The wildlife sightings are excellent. I spy snow-white coyotes scouring plains for prey and a red squirrel scampering along a path clutching an acorn in its mouth—a Disney-worthy scene that delights me to my core. In Hayden Valley, around 100 bison graze against a backdrop of open plains, steaming plumes from a nearby hot spring rising in the distance. We get stuck in a traffic jam while a group lumbers leisurely across the road; a couple of bald eagles circle overhead.
Amid all the spectacle, there’s fragility. As we drive, swathes of dead pine trees appear. Some have fallen to forest fires, but many are victims of the mountain pine beetle—a virulently invasive insect that’s been thriving due to warmer temperatures linked to climate change, Emma explains. Millions of trees have been lost.
Learning about a global warming-induced scourge of tree-eating beetles was not something I expected today. It’s a stark reminder of how humans can throw off the balance of the ecosystem in unusual ways. I ask if we can intervene in these instances.
The jury is out on how to tackle the beetle issue, Emma says, but human intervention has led to other small victories within the park: Efforts to control invasive lake trout in Yellowstone Lake are helping the native cutthroat trout population, once vastly diminished, flourish again—no lake trout caught can return to the water alive. The park has even added 50 new rangers this year, defying the budget cuts that have plagued other US national parks.
She also shares that recent plans to sell off public land in Montana and Wyoming were scrapped this year after overwhelming pushback from locals. “Everyone was calling and calling their representatives,” she continues. “It was a real example of community spirit.”
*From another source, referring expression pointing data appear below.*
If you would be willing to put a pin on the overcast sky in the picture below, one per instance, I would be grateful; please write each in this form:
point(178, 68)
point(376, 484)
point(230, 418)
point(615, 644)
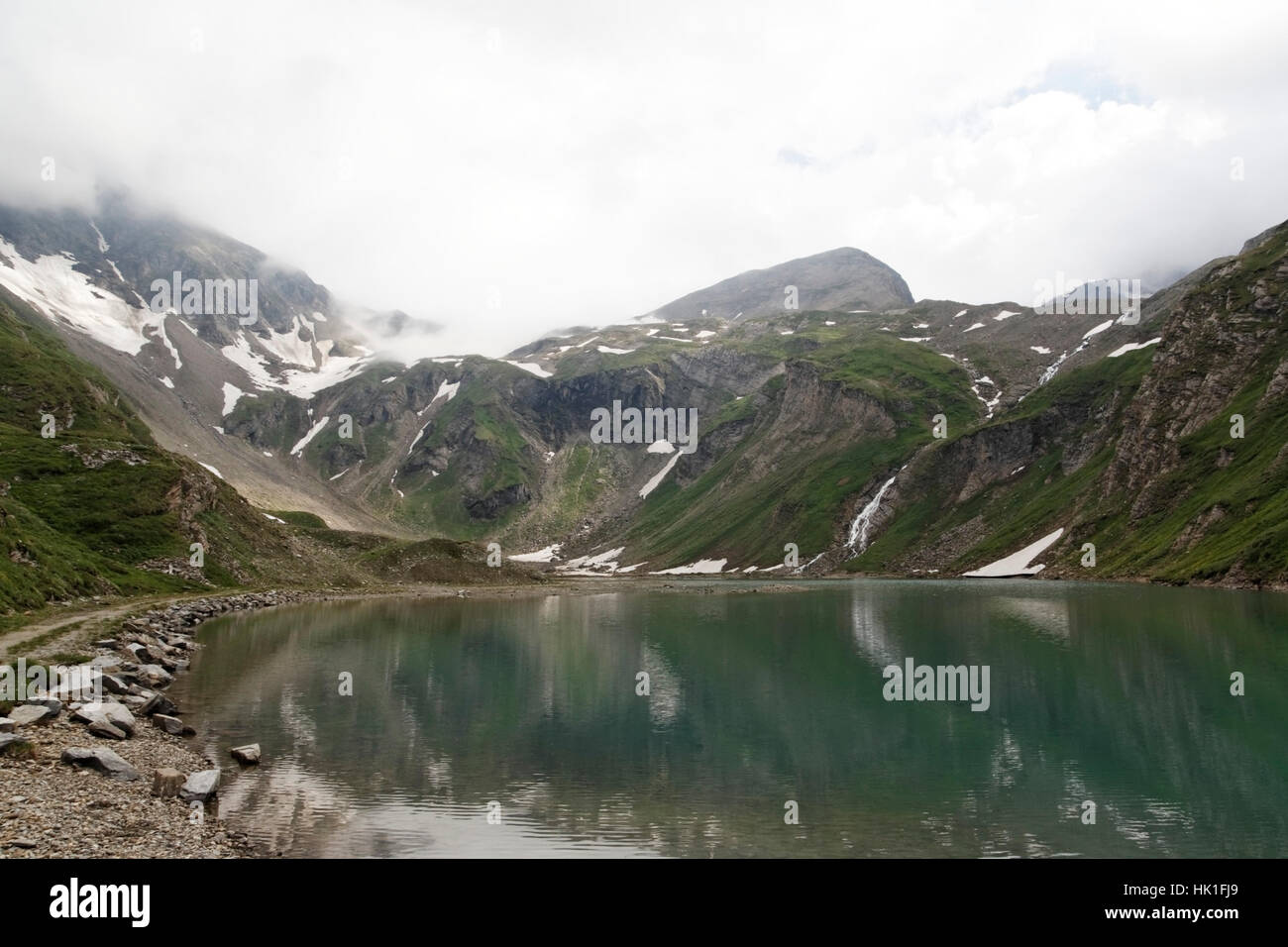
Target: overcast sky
point(593, 159)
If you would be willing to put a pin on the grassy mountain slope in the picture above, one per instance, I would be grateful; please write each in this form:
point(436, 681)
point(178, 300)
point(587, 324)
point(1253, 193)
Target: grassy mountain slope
point(1134, 454)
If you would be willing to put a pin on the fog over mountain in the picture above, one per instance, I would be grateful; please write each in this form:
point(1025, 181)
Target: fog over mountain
point(489, 169)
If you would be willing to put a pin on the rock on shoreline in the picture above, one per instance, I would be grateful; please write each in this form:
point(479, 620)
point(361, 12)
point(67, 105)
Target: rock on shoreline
point(72, 775)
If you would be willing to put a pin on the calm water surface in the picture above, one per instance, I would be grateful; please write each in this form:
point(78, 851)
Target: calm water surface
point(1119, 694)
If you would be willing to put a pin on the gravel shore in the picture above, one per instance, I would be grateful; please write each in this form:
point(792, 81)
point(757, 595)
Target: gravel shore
point(53, 809)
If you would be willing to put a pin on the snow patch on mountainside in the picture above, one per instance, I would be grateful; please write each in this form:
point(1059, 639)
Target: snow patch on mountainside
point(660, 475)
point(546, 554)
point(304, 441)
point(232, 393)
point(529, 367)
point(702, 567)
point(1018, 564)
point(1133, 347)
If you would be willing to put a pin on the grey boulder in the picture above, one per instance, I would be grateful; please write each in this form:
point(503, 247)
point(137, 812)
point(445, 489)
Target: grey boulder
point(200, 788)
point(102, 759)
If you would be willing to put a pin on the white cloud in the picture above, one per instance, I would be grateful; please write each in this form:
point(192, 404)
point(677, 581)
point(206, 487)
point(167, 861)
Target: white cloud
point(590, 162)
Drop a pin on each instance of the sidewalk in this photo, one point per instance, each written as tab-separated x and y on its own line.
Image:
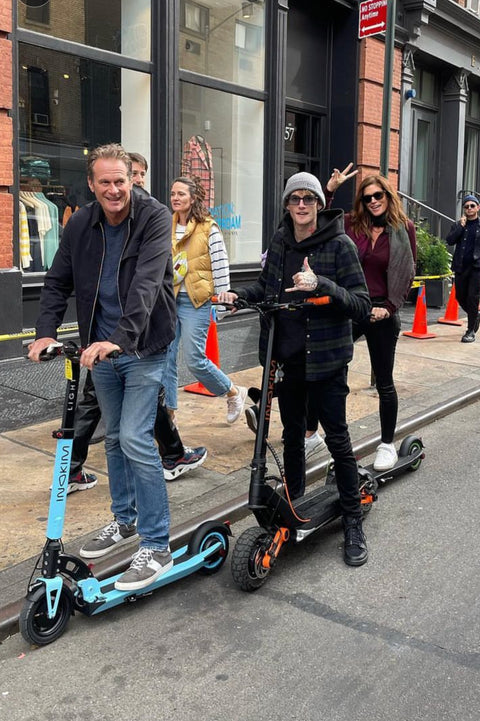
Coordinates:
428	372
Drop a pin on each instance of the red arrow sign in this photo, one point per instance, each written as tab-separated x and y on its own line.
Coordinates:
372	17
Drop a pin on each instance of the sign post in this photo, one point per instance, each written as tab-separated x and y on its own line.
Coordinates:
372	18
377	16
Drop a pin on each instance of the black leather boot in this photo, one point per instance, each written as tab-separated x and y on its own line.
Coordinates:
355	549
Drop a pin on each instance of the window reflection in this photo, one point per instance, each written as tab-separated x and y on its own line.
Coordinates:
67	105
224	40
121	26
222	142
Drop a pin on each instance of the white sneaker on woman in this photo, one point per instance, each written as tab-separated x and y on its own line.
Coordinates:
385	458
314	444
235	404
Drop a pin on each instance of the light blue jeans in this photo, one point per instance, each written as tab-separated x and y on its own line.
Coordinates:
192	327
127	391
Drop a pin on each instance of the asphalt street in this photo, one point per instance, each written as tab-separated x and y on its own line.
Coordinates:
395	639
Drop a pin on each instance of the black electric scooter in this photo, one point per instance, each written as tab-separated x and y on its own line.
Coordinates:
279	518
62	583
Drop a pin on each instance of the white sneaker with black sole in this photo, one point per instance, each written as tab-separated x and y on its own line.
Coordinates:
147	565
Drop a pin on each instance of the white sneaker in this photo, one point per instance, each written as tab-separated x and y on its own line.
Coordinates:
385	458
314	444
235	404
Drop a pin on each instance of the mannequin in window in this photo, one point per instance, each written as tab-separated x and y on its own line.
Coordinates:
197	160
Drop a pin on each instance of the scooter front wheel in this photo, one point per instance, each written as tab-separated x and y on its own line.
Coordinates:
35	625
248	570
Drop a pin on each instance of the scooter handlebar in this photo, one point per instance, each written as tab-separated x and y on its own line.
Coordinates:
241	303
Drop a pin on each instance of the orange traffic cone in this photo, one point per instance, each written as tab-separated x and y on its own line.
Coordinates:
419	329
451	312
212	352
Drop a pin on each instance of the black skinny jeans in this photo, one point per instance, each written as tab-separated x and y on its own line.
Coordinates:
87	416
381	338
328	397
467	291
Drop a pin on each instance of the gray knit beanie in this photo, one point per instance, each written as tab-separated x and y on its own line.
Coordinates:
303	181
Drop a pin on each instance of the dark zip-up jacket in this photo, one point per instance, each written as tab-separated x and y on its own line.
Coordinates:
458	237
144	278
324	333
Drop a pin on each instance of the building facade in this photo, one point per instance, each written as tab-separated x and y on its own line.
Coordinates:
242	94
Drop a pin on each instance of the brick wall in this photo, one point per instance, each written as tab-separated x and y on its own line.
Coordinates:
370	100
6	137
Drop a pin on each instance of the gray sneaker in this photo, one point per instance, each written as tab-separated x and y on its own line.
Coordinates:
112	536
147	565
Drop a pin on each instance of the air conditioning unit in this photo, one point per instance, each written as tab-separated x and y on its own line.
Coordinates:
40	119
473	6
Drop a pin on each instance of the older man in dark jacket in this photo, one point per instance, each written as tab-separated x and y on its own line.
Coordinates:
116	255
314	345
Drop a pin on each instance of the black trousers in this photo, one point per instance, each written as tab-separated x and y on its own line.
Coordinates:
467	291
382	337
87	416
327	400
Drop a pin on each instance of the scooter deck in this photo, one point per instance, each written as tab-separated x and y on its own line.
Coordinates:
95	596
402	465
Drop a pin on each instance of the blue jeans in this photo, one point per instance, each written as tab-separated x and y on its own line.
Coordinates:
192	326
127	390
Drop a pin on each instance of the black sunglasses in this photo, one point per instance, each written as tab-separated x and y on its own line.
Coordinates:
377	196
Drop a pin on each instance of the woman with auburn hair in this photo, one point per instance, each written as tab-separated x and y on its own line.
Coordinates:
200	269
386	243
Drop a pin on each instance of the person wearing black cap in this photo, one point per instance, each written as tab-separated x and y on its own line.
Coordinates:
465	236
313	346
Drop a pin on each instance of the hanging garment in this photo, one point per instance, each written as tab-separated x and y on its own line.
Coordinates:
24	237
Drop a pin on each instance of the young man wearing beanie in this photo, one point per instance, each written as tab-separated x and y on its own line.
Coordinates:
465	235
310	255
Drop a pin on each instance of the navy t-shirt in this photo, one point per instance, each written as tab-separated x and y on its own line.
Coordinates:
107	309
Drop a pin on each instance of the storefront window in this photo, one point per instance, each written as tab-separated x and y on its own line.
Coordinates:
222	142
68	104
121	26
225	40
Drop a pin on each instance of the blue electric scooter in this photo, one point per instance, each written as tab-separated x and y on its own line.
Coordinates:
62	583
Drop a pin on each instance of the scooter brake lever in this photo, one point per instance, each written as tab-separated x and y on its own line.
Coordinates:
51	351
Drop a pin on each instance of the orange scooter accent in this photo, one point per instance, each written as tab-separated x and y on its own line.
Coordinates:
281	536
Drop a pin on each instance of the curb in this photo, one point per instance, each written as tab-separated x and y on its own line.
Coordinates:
237	508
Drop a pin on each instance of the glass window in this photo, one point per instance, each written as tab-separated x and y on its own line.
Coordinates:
224	39
426	86
222	143
472	147
67	105
121	26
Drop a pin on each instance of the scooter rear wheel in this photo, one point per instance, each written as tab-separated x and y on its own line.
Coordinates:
409	446
247	569
35	625
204	539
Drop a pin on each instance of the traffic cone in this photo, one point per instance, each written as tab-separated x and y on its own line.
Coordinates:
419	329
451	312
212	352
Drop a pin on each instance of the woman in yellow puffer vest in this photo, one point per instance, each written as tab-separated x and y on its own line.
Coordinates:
200	269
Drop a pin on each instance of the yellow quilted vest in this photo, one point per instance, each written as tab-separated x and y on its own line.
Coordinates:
199	278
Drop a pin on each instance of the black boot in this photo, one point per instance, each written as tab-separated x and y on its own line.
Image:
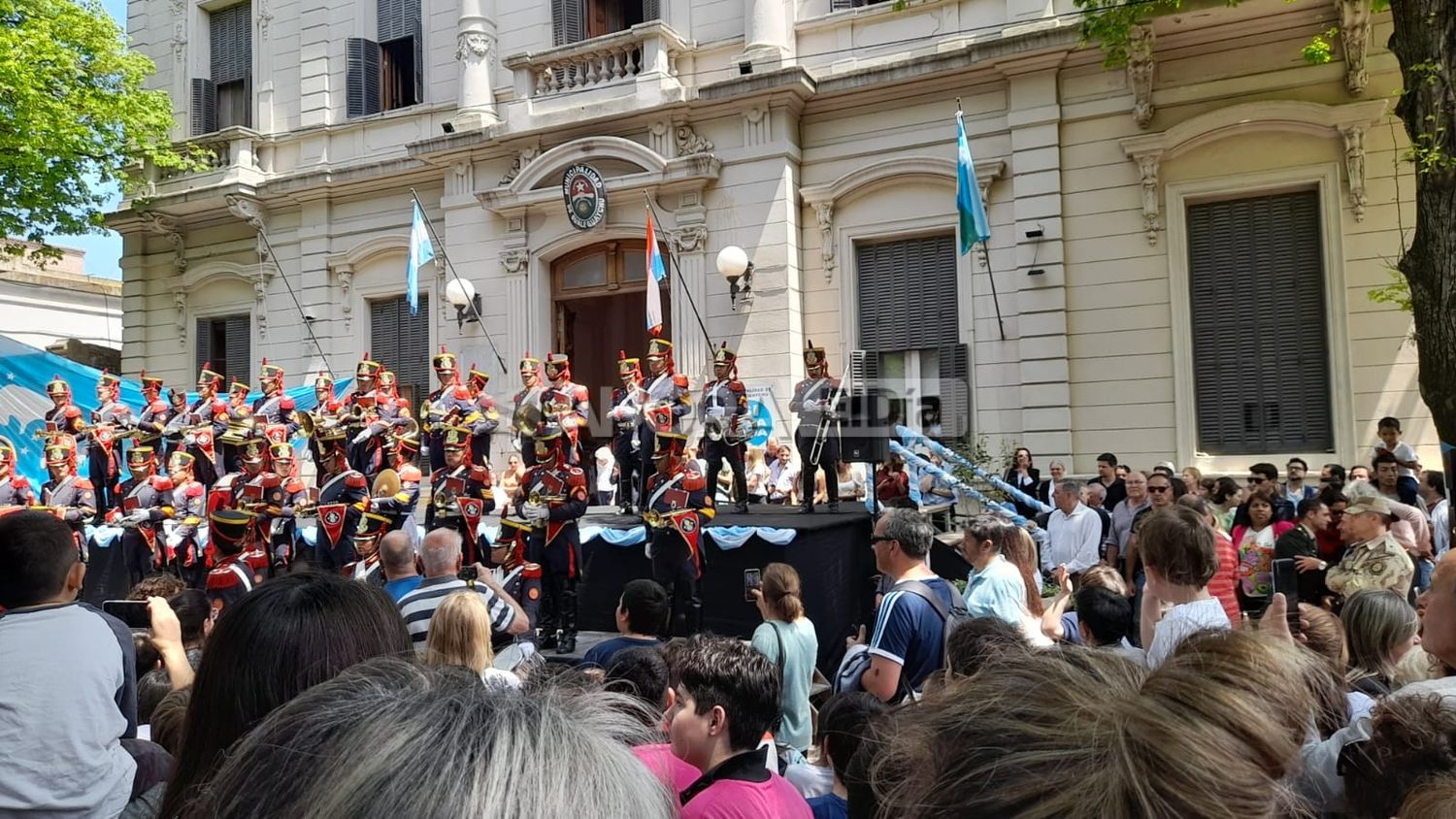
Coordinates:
568	623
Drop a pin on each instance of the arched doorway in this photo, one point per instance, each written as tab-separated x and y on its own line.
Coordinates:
599	297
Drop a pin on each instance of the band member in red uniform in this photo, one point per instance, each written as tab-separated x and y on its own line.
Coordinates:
15	489
526	411
366	544
140	509
460	495
629	437
486	416
552	496
294	495
727	425
567	405
343	501
445	407
154	414
108	422
518	577
183	513
232	577
676	508
63	416
812	399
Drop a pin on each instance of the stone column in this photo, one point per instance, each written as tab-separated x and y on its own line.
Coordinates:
766	32
475	40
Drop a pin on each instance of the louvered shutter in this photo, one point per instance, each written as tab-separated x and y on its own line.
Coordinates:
361	76
238	331
204	107
568	20
203	344
232	43
955	390
1257	299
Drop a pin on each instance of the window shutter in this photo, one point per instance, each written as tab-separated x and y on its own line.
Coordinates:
361	76
1257	299
204	107
232	43
955	390
568	20
908	294
239	346
203	340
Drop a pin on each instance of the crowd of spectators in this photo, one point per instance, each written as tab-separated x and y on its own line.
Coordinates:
1170	673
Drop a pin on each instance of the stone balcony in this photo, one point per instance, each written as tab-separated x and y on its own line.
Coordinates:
644	61
230	157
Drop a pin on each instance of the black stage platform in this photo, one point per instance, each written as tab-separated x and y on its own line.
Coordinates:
830	551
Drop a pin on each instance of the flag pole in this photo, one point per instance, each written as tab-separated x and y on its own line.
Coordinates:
672	258
440	250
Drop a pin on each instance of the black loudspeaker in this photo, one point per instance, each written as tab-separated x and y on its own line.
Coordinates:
867	431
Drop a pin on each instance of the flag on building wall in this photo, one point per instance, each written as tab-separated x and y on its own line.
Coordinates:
421	252
975	227
655	273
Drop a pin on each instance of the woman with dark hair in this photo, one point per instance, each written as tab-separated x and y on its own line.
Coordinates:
1024	477
276	641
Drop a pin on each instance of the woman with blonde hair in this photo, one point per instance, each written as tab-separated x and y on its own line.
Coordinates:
1380	629
788	639
460	636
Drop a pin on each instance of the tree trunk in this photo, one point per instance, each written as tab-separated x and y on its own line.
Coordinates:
1424	43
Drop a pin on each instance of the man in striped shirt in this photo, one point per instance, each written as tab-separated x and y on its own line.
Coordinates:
440	553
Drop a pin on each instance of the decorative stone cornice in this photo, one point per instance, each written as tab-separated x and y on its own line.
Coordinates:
1141	73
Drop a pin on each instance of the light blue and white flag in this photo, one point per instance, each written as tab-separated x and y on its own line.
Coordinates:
421	252
975	226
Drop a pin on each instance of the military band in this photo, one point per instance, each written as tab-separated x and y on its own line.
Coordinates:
229	533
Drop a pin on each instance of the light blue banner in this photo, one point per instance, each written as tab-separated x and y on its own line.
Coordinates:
23	375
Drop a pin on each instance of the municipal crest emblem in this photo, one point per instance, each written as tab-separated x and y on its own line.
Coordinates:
585	197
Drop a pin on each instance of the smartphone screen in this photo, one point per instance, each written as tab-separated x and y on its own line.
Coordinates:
130	611
1286	582
751	577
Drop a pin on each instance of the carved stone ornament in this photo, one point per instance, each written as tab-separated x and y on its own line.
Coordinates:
1354	34
1354	168
1147	172
523	157
180	303
514	259
826	218
690	239
472	46
1141	73
690	143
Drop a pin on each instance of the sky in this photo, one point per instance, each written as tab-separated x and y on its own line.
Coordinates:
102	249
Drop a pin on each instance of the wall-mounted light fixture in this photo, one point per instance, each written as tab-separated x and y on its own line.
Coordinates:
734	265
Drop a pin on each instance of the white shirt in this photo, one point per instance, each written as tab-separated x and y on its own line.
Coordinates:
1181	623
1072	539
1441	527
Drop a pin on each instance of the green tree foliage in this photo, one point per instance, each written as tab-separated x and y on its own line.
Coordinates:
73	115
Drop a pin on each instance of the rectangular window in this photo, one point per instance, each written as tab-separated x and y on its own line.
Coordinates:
1260	335
224	99
401	343
910	320
574	20
387	73
226	344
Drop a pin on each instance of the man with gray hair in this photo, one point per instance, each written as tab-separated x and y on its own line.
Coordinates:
440	553
1074	533
909	638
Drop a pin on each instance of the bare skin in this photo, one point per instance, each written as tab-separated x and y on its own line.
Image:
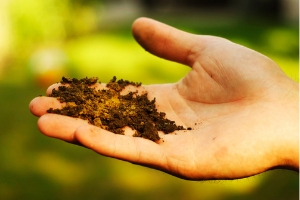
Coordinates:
243	110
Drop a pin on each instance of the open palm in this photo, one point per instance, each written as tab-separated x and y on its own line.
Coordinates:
242	109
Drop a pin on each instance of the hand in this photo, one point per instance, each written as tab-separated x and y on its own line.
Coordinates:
243	110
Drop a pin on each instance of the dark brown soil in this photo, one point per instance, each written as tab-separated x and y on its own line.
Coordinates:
110	110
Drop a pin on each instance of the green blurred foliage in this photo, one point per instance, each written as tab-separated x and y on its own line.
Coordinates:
51	38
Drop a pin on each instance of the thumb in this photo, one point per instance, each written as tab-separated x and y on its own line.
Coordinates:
167	42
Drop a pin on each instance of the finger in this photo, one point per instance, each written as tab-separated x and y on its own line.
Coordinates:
128	148
39	105
60	127
167	42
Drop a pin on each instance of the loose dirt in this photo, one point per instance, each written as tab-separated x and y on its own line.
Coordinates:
110	110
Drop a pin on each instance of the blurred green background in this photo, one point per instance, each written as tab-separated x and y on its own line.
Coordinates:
44	40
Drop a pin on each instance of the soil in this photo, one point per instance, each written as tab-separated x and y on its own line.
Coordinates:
110	110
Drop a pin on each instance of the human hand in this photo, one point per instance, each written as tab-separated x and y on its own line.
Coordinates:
242	108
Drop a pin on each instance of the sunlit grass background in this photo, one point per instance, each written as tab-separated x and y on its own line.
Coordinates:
44	40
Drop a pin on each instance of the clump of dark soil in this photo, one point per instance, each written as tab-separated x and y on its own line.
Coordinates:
110	110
Then she shares something I appreciate, pulling out a lodgepole pine cone from the van’s glove box. It’s a serotinous cone, scales closed up limpet-tight. Unlike regular cones, these have evolved to remain sealed until extreme heat from a forest fire triggers them to open. Some lie dormant for decades until it’s time. Life here waits patiently for the right moment to return.
We arrive at Old Faithful in good time for its predicted eruption, so we post up at the quaint Old Faithful Inn for one of its famous huckleberry martinis. I am sorely tempted by a Yellowstone poster in the gift shop. Then we sit and wait. Ten minutes past the predicted go time, I’m feeling that this geyser is not so faithful after all. The crowd gets shifty. Then the torrent shoots upwards, the tension making the payoff all the sweeter.
Back home, I can’t stop thinking about those serotinous cones. Lying on the forest floor, waiting for their moment. Nature adapts, and so can we. We have to do it for the lodgepoles. I can’t call upon my local representative to conserve these particular lands—but the day has been a reminder for me to do my bit where I can. Anything to help stave off the beetle death.
It looks like the West has got me too. If we’re careful, we can ensure these landscapes endure—not just for me and the rest of this season’s five million visitors, but for generations to come.